ME DEBO A MI PUBLICO
Hanglin no está solo y vuelve a la mesa de trabajo que comparte con Florencia Ibáñez (la locutora oficial del programa), Diego Valenzuela (a cargo de los comentarios económicos), Sergio Kanevsky en deportes, José Luis Alvarez Fermosel (“El caballero español”), especializado en generalidades y profundo conocedor de la mente de El macho posmo, su criatura preferida, y el inefable Mario Mactas. Vuelve raudo porque es la hora de “El gato y el zorro”, el espacio de “reflexión y cultura” que comparte con Mactas desde las 11.50 hasta el top de las 12. Allí, los profesores ad hoc improvisan una conversación disparatada y deliciosa sobre temas varios. Expertos en botánica, zoología, medicina y demás ciencias, deliran apenas interrumpidos por las interjecciones y comentarios de la alumna Floppy, bajísimos e ingenuos. El señor de las rutinas tiene la propia y es así: “Llego una hora antes, leo todos los diarios y, a mano en un carpetón grande, escribo mi propio diario. Elijo las noticias del día de cada una de las secciones. Con eso tengo entradas breves para cortar la tanda, informar sobre lo que está pasando o lo que se dijo y entretener a la gente con cosas más insólitas, divertidas. Me gusta meter lo exótico”. Mientras explica su método se escucha un separador muy simpático: una oyente casi fanática equivoca varias veces su nombre: “Rony, querido”, “Lo escucho siempre, Rony”, etc. Pero a Lanny –como quiso decir la señora– no le importa.
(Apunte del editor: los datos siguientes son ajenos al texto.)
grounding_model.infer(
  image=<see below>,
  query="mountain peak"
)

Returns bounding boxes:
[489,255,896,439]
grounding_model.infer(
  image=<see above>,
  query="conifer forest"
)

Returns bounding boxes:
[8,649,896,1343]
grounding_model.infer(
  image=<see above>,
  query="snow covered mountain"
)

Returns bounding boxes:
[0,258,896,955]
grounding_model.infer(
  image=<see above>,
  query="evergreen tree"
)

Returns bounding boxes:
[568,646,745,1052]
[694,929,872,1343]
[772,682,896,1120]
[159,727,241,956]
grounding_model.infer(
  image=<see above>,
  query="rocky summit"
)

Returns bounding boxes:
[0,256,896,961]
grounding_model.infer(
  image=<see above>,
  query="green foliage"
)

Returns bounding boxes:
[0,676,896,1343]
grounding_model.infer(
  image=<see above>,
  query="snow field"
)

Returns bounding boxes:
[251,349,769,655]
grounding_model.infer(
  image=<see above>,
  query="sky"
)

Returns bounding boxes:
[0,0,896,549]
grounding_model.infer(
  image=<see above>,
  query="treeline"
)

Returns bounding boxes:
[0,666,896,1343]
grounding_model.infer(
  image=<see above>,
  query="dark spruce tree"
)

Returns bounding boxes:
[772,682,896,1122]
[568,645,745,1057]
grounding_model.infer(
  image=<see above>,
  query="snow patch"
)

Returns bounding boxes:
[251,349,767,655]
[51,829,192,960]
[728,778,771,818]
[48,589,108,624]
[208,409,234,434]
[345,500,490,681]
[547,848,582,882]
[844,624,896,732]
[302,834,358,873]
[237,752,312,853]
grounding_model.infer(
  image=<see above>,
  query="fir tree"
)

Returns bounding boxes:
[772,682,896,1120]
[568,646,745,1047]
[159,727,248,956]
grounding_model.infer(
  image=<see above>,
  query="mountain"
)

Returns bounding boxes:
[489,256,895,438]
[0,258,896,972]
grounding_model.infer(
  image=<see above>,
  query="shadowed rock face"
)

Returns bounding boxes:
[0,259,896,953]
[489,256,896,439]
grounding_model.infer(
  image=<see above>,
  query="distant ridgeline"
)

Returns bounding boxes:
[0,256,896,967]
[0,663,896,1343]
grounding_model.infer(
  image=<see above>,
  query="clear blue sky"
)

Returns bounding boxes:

¿Qué pasa con los oyentes, que se enamoran del conductor pero no saben su nombre?
–Creo que no oyen bien. Yo no abuso del nombre. Soy Rolando y cariñosamente me dicen Lanny. El público no sigue con exactitud lo que se dice en la radio, y no sólo lo que digo yo: hay una relación emocional con un mensaje general, con un tono. Son confusiones que no tienen importancia. Creo que la gente capta grosso modo el mensaje de manera correcta.
¿Cómo es el programa de la noche: “Cartas y encuentros de cualquier tipo”?
–Era una sección del programa de la tarde: creció tanto que se transformó en un programa en sí mismo. Va de lunes a viernes, de 22 a 24, y lo defino como un estallido de libertad. Allí mi función es ponerme al servicio de las personas que buscan a otras para hacer el amor, formar un trío, un grupo de orgía, ir al cine o jugar a la paleta. Y es divertido ver en qué anda la gente.
Como un buen samaritano, Hanglin, además, sigue ofreciendo su saber y su energía en vivo. En el Chacarerean Theatre, domingo de por medio, hace El hippie viejo habla de sexo, un monólogo con intervenciones de Florencia Ibáñez: “Tiene anécdotas y chistes verdes, pero trata de ser profundo y abrir un espacio para hablar sobre sexo. Trata de hacer pensar en el sexo, que es un tema fundamental para todo el mundo pero nunca se habla. Da vergüenza, es inoportuno. En realidad, ¿con quién se puede hablar de sexo? Da calor hacerlo con la mujer o con los amigos. En realidad, no se habla nunca”.
¿Por qué mantiene el contacto con la audiencia hasta cuando se va de vacaciones?
–Para no distanciarme tanto. Como me extrañan, yo les cuento los viajes. Me voy a lugares un poco exóticos porque soy nudista.
¿Cuánto hace?
–Diez años.
¿Qué significa ser nudista, además de andar desnudo?
–Es un modo de estar cómodo. Y una vez que lo conocés, no lo cambiás por nada.

RH Positivo. De lunes a viernes de 9 a 13 por Radio Continental, AM 590.
Cartas y encuentros de cualquier tipo.
De lunes a viernes de 22 a 24 por la
misma emisora. El Chacarerean Theatre está en Nicaragua 5565.